I can't believe that the infection control measures were so effective. The disease was loose in China for months. Why did it not spread in India at all?A year later I wondered if there were multiple strains circulating, all mutually immunogenic, some more toxic than others. (There may be multiple strains of SARS-CoV-2 as well.) I wondered if that suggested a pandemic management strategy - a kind of "backburning"...

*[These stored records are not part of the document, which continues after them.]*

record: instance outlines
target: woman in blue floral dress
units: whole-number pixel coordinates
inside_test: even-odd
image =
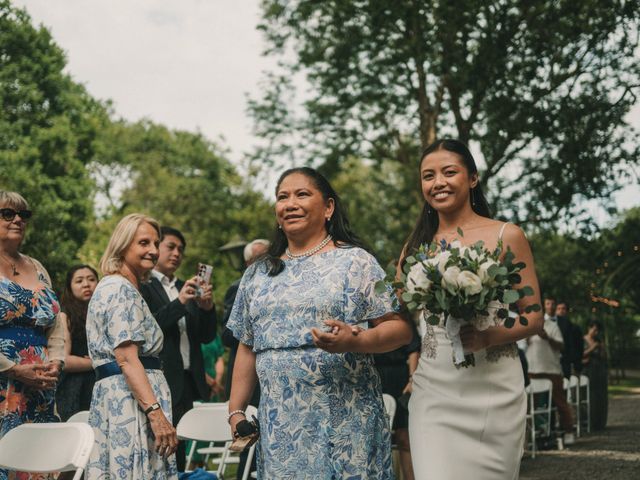
[[[87,480],[177,478],[171,394],[158,359],[162,330],[139,292],[158,259],[159,232],[155,220],[127,215],[100,262],[106,276],[87,314],[96,371],[89,413],[96,443]]]
[[[22,196],[0,191],[0,438],[23,423],[58,421],[63,332],[47,271],[18,251],[30,217]]]
[[[369,353],[411,339],[384,277],[350,232],[340,200],[310,168],[276,188],[278,229],[247,269],[227,327],[240,341],[232,431],[260,381],[258,478],[393,478],[380,380]],[[367,324],[375,328],[364,329]],[[363,329],[359,328],[361,325]]]

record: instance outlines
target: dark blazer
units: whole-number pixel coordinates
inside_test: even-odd
[[[184,282],[176,281],[176,288],[182,289]],[[209,387],[205,380],[204,360],[202,358],[202,343],[211,342],[216,336],[216,309],[210,312],[198,308],[195,302],[182,305],[176,298],[169,301],[162,283],[151,277],[151,281],[144,283],[140,291],[149,310],[155,317],[164,333],[164,345],[160,353],[162,370],[167,378],[173,403],[180,402],[184,389],[184,365],[180,354],[180,328],[178,320],[185,317],[187,322],[187,337],[189,338],[189,371],[198,389],[201,399],[209,397]]]

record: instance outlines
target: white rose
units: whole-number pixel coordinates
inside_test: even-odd
[[[480,281],[483,285],[487,285],[491,280],[491,277],[489,276],[489,268],[491,268],[492,265],[498,265],[498,262],[487,259],[487,261],[480,265],[480,268],[478,269],[478,276],[480,277]]]
[[[418,288],[427,290],[431,286],[431,280],[427,278],[427,272],[422,263],[416,263],[407,274],[407,292],[416,293]]]
[[[442,274],[442,288],[454,292],[458,290],[458,276],[460,276],[460,269],[458,267],[447,268]]]
[[[464,271],[458,275],[458,285],[467,295],[475,295],[482,291],[482,282],[475,273]]]
[[[451,257],[451,252],[446,251],[446,252],[442,252],[440,254],[438,254],[437,257],[434,257],[434,260],[437,260],[438,262],[438,271],[444,275],[444,271],[446,269],[446,265],[447,262],[449,261],[449,258]]]

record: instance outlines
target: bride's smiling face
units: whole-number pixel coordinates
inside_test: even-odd
[[[420,165],[422,195],[438,212],[450,212],[470,204],[470,190],[478,184],[478,175],[469,175],[462,158],[448,150],[436,150]]]

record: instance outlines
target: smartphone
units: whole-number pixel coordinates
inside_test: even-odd
[[[207,265],[206,263],[198,263],[198,272],[196,276],[201,280],[203,285],[209,285],[211,283],[211,274],[213,273],[213,267],[211,265]],[[202,296],[202,288],[198,286],[196,289],[196,296]]]

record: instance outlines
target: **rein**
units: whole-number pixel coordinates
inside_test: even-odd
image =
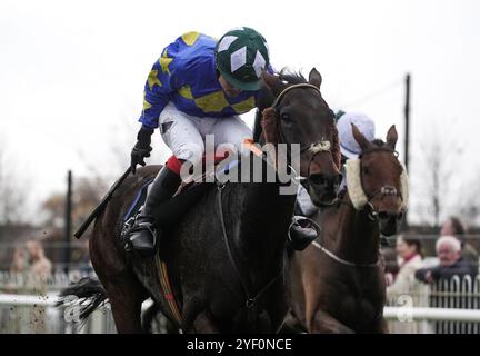
[[[340,200],[340,202],[347,204],[343,200]],[[309,219],[310,222],[313,225],[314,229],[317,230],[318,236],[320,236],[320,231],[321,228],[320,226],[312,219]],[[326,247],[323,247],[320,243],[317,241],[312,241],[311,243],[314,247],[317,247],[319,250],[321,250],[323,254],[326,254],[327,256],[329,256],[330,258],[332,258],[333,260],[338,261],[339,264],[349,266],[349,267],[360,267],[360,268],[372,268],[372,267],[378,267],[381,264],[381,259],[377,259],[377,261],[372,263],[372,264],[356,264],[352,261],[349,261],[347,259],[343,259],[341,257],[338,257],[336,254],[333,254],[331,250],[327,249]],[[380,256],[380,251],[379,251],[379,256]]]

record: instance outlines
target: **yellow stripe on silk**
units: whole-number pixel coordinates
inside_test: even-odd
[[[159,59],[160,66],[162,68],[162,73],[168,73],[170,76],[170,68],[168,66],[170,66],[172,60],[173,58],[168,57],[167,48],[166,48],[166,50],[162,53],[162,57],[160,57]]]
[[[186,98],[186,99],[190,99],[193,100],[193,95],[191,93],[191,88],[190,86],[183,86],[179,89],[179,93]]]
[[[192,46],[194,42],[197,42],[198,38],[199,38],[200,33],[199,32],[187,32],[184,34],[182,34],[182,40],[183,42],[186,42],[186,44],[188,46]]]
[[[152,107],[152,105],[147,101],[146,95],[147,92],[143,91],[143,111]]]
[[[158,70],[157,69],[152,69],[150,71],[147,82],[149,85],[150,90],[152,90],[156,85],[159,87],[162,86],[160,79],[158,78]]]

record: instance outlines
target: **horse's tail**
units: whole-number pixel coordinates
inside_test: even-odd
[[[56,307],[64,307],[69,301],[79,301],[79,316],[84,322],[107,299],[107,291],[100,280],[84,277],[60,291]]]

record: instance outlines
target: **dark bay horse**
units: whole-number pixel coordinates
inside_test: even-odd
[[[397,230],[407,175],[394,151],[394,126],[386,144],[352,130],[362,154],[347,161],[348,189],[336,206],[318,212],[320,239],[291,258],[292,312],[309,333],[388,332],[380,233]]]
[[[308,81],[297,75],[264,75],[263,80],[254,138],[274,146],[300,144],[298,174],[306,177],[317,204],[330,202],[339,184],[340,157],[334,116],[320,93],[320,73],[312,69]],[[120,333],[143,330],[140,309],[148,297],[171,318],[156,265],[129,258],[119,241],[129,202],[158,170],[150,166],[130,176],[96,221],[90,257],[101,285],[83,280],[63,293],[90,297],[82,317],[108,298]],[[180,304],[182,330],[274,333],[281,327],[289,296],[284,245],[296,201],[294,194],[280,195],[282,185],[277,179],[212,187],[162,238],[160,250]]]

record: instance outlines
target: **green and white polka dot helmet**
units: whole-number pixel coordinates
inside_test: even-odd
[[[227,81],[242,90],[260,89],[260,77],[269,66],[263,36],[248,27],[228,31],[216,48],[217,68]]]

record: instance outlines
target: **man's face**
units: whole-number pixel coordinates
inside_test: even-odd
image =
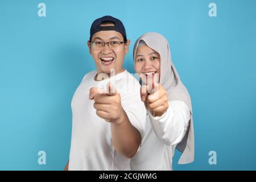
[[[102,26],[114,26],[114,24],[108,23]],[[95,33],[92,37],[92,42],[109,42],[112,41],[124,42],[122,35],[115,31],[101,31]],[[110,74],[110,69],[114,69],[115,73],[118,73],[122,69],[123,60],[125,54],[128,53],[130,40],[126,43],[122,43],[114,49],[111,49],[106,44],[101,49],[96,48],[90,45],[88,42],[90,54],[93,57],[96,64],[98,73],[104,73]],[[112,70],[113,71],[113,70]]]

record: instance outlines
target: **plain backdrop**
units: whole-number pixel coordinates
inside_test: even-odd
[[[39,17],[38,5],[46,5]],[[208,6],[217,5],[210,17]],[[195,160],[174,170],[256,169],[256,1],[0,1],[0,169],[62,170],[68,159],[71,100],[95,69],[92,22],[121,19],[131,46],[142,34],[169,42],[192,102]],[[39,165],[38,153],[46,152]],[[217,164],[209,152],[217,153]],[[150,160],[150,159],[148,159]]]

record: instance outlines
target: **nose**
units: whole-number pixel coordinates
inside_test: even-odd
[[[107,55],[108,53],[112,53],[113,52],[113,50],[109,48],[109,45],[105,44],[105,47],[103,48],[102,51],[101,51],[101,52],[102,52],[102,53]]]
[[[148,60],[146,60],[144,63],[143,66],[142,67],[142,69],[148,69],[152,68],[153,65]]]

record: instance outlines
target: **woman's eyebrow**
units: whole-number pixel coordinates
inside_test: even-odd
[[[154,53],[155,53],[156,55],[158,55],[158,53],[157,52],[154,51],[154,52],[150,52],[149,54],[148,54],[148,55],[152,55]]]

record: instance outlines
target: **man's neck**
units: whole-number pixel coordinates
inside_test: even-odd
[[[115,76],[115,75],[117,75],[118,73],[123,72],[125,71],[125,68],[121,68],[117,72],[112,72],[112,73],[108,73],[108,74],[103,73],[103,72],[100,72],[100,72],[98,71],[97,75],[94,77],[94,80],[95,81],[101,81],[101,80],[105,80],[106,78],[105,77],[102,77],[102,76],[100,76],[99,77],[99,76],[98,76],[98,75],[99,75],[100,74],[101,74],[101,73],[105,74],[105,75],[108,75],[108,78],[109,78],[111,77],[113,77],[113,76]]]

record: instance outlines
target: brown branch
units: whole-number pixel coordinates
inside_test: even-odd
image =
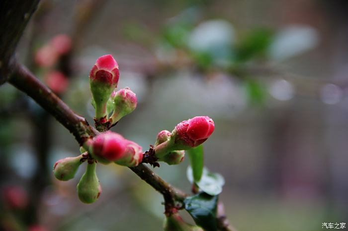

Create a contagious synthetic pathogen that's relatively benign, but induces immunity to the major pathogen -- and spread it actively. I say not entirely novel, because this is how Polio was suppressed. The oral vaccine was an active contagious pathogen that was excreted in stool. It immunized a vast number of persons -- but some became sick, disabled, or dead. When Polio was less of a threat we switched to a non-pathogenic inoculation. The difference is the successful Polio strategy was probably unintentional (I suspect some people understood even in the 1950s), but in the future we'd be deliberately exposing an entire population to an immunogenic pathogen that would almost certainly harm many people.Now we are enjoying COVID-19, the bigger, uglier, brother. Again there's tremendous variability from place to place and time to time. Again India seems unbothered. Again young healthcare workers are vulnerable. Again I wonder if some of the sickest patients have multiple viral inflections or more aggressive strains. Perhaps as our seasonal flu finally fades so will the worst of COVID-19.
I hope this time we'll understand it better.